Hunsaker attended West Texas University in Canyon — now known as West Texas A&M University — and commuted an hour each way from the family’s home in Fritch.  

Hunsaker got her first teaching job in Borger. After her husband was caught in a big layoff at the refinery, they decided to move to Coahoma, where Jerry tried unsuccessfully to get a job at the refinery there.

Hunsaker taught school for their year in Coahoma. Jerry wanted to retire in the Cisco area, where he had fond memories hunting and fishing with his grandfather.

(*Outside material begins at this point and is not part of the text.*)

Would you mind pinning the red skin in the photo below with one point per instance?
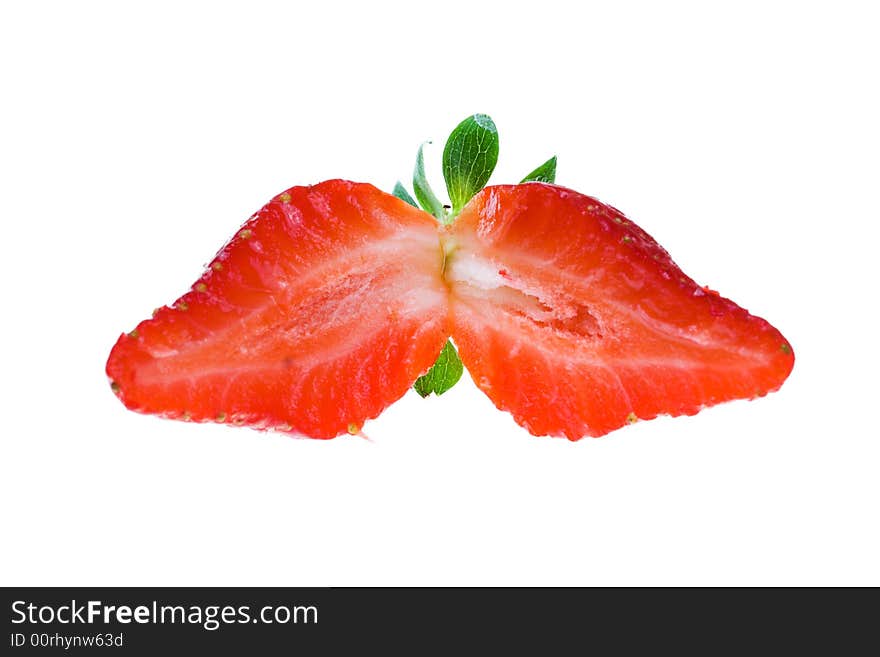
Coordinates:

“My principal at Coahoma used to be the principal at Rising Star,” Hunsaker said. “He said there’s a little school there — May. He said ‘let me call and see if they need anybody and I’ll put in a good word for you.’ And sure enough, they had an opening.”

Hunsaker taught first grade in May, moved to second grade briefly and returned to first grade. Jerry worked in carpentry and painting before retiring four years ago.

“His dream was to buy land, so we’ve got 120 acres here,” Hunsaker said.

Their daughter lives in Cross Plains, and their son lives in Carrollton. The Hunsakers have a total of six grandchildren.

Describing the source of her inspiration to teach, Hunsaker said,  “when I first began teaching, I loved it. I just fell in love with the job. It was like they wouldn’t even have to pay me and I would do this.

“I just still get a thrill. In first grade the thrill is seeing how their growth is, how they’re reading, sounding out words. At the end of the year, a lot of them can read a chapter book. It’s just amazing to see that knowledge grow.”